Exzellenter Nährboden für die Wühlarbeit  aus Tel-Aviv

Ungeschickt verfällt der Artikel in der Süddeutschen Zeitung vom 2.6.2009 “Obamas nahöstlicher Balanceakt” von Tomas Avenarius in die alte Masche Tel-Avivs, den Spieß umzudrehen, um Iran als Problem darzustellen. Dieser Versuch ist während des jüngsten Besuchs Netanjahus in Washington vor einer Woche eklatant gescheitert. Der amerikanische Präsident und sein Team waren ihm gegenüber absolut eindeutig.
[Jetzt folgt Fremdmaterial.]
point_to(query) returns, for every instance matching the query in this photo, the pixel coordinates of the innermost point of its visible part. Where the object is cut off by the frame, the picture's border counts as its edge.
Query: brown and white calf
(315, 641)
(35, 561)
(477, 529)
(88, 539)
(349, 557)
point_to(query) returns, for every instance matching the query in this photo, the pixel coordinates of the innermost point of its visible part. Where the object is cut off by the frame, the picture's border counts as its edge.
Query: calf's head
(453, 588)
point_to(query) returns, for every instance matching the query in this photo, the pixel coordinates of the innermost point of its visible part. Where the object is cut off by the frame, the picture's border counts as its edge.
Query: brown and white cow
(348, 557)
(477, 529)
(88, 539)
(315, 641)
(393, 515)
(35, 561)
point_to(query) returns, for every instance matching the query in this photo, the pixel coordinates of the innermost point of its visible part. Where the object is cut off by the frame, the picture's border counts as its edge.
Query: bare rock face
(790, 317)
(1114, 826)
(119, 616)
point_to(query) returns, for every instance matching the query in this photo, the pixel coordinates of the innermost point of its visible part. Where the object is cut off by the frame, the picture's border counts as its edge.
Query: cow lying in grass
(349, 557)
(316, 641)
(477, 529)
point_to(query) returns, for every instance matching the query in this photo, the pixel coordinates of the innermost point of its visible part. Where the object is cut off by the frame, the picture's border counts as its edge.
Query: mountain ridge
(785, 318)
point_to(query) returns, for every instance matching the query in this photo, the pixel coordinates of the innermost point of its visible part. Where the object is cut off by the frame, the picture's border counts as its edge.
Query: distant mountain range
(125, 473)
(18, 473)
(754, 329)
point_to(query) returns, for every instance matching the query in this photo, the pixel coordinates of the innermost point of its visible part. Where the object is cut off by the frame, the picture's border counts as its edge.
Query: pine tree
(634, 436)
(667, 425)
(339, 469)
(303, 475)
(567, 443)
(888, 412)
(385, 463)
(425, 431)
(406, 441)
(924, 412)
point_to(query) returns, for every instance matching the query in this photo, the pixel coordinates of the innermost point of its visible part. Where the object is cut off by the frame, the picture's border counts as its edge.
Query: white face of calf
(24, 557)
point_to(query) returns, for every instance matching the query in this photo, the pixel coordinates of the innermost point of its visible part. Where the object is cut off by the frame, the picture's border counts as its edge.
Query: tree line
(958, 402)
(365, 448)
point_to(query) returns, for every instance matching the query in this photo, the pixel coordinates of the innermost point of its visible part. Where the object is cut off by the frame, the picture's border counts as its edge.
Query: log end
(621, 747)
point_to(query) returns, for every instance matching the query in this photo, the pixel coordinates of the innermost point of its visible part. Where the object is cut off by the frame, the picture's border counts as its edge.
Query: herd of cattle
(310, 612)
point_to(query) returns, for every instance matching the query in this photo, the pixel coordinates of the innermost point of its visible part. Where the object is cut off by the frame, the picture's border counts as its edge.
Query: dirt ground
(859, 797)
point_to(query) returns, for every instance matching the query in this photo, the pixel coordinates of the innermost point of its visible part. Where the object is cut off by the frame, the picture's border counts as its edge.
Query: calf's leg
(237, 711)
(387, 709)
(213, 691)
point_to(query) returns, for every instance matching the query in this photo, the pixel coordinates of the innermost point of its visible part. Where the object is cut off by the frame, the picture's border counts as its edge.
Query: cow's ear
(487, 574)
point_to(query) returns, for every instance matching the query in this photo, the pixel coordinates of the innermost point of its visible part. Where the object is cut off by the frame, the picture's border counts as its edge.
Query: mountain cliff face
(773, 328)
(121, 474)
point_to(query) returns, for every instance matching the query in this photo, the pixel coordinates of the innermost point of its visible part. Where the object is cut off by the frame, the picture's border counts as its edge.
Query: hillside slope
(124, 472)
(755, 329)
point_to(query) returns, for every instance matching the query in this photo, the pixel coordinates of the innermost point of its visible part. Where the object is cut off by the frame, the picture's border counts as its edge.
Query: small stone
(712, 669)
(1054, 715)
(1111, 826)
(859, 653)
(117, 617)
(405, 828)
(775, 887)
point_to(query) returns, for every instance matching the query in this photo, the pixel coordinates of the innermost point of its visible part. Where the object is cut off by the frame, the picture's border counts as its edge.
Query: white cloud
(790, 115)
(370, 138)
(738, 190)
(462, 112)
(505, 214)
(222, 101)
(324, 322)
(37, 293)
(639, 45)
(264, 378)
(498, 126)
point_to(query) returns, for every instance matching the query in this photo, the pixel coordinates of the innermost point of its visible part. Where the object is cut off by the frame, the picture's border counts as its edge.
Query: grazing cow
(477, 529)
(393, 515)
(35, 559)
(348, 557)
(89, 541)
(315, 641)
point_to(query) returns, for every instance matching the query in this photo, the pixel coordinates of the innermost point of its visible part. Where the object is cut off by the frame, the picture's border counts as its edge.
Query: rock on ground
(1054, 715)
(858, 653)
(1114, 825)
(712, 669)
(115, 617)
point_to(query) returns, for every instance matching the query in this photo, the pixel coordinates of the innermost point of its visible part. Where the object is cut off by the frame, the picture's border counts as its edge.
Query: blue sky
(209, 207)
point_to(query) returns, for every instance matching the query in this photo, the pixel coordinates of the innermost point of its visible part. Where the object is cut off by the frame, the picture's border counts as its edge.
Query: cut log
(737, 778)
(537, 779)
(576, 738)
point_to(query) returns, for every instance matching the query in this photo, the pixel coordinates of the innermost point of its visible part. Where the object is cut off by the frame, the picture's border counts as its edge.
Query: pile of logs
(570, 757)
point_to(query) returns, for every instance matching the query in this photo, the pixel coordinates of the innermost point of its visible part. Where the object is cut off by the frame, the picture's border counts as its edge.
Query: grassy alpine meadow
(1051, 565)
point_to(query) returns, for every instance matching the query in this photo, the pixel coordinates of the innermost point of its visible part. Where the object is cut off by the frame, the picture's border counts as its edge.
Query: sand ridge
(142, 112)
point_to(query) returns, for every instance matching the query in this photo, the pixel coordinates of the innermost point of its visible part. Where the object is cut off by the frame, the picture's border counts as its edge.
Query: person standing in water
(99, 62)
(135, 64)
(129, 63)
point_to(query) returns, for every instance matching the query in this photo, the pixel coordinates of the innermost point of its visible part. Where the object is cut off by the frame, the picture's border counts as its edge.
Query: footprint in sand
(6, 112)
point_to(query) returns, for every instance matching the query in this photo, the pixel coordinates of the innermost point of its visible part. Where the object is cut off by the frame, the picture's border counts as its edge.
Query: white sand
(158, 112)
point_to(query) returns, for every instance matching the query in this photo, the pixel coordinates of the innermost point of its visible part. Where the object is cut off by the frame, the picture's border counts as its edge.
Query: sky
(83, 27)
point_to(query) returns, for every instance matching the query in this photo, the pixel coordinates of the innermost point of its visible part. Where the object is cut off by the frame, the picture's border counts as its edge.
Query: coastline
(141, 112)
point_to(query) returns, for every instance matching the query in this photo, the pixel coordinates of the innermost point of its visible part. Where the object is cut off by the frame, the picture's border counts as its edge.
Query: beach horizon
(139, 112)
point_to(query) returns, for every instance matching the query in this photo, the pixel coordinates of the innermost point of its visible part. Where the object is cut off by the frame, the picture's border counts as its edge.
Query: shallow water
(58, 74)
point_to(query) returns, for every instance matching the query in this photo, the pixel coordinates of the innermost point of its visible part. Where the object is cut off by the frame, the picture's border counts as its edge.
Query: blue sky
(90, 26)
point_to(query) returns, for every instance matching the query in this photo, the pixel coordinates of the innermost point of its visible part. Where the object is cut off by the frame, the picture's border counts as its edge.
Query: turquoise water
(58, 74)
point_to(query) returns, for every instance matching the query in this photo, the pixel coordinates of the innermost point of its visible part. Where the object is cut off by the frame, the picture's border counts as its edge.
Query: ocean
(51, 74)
Das Weiße Haus sieht den Nahostkonflikt, nicht den Iran, als Priorität. In dieser Hinsicht hat Washington nicht nur die Palästinenser, sondern alle arabischen Länder hinter sich. Israel, nicht der Iran, verfügt über ein ganzes Atomwaffenarsenal. Mit dieser besorgniserregenden Realität müssen sich Deutschland und die EU befassen. Washington tut es schon. (Washington Times vom 6.5.09 und Washington Post).
Wo steht Berlin? Die Öffentlichkeit muss hier nachhaken, SZ-Journalisten wie Tomas Avenarius eingeschlossen. Vor der internationalen Atomenergiebehörde (IAEA) beklagt die Arabische Liga "Israels Besitz von Atomwaffen als einen eindeutigen Verstoß gegen den Willen der internationalen Gemeinschaft." Zugleich betont der ägyptische Botschafter die Notwendigkeit, daß Israels Atomkapazitäten endlich auf den Tisch der IAEA kommen müssen, denn dies sei "eine ernste Angelegenheit, die nicht verschwinden wird." (Meldung von 10/11.3.07)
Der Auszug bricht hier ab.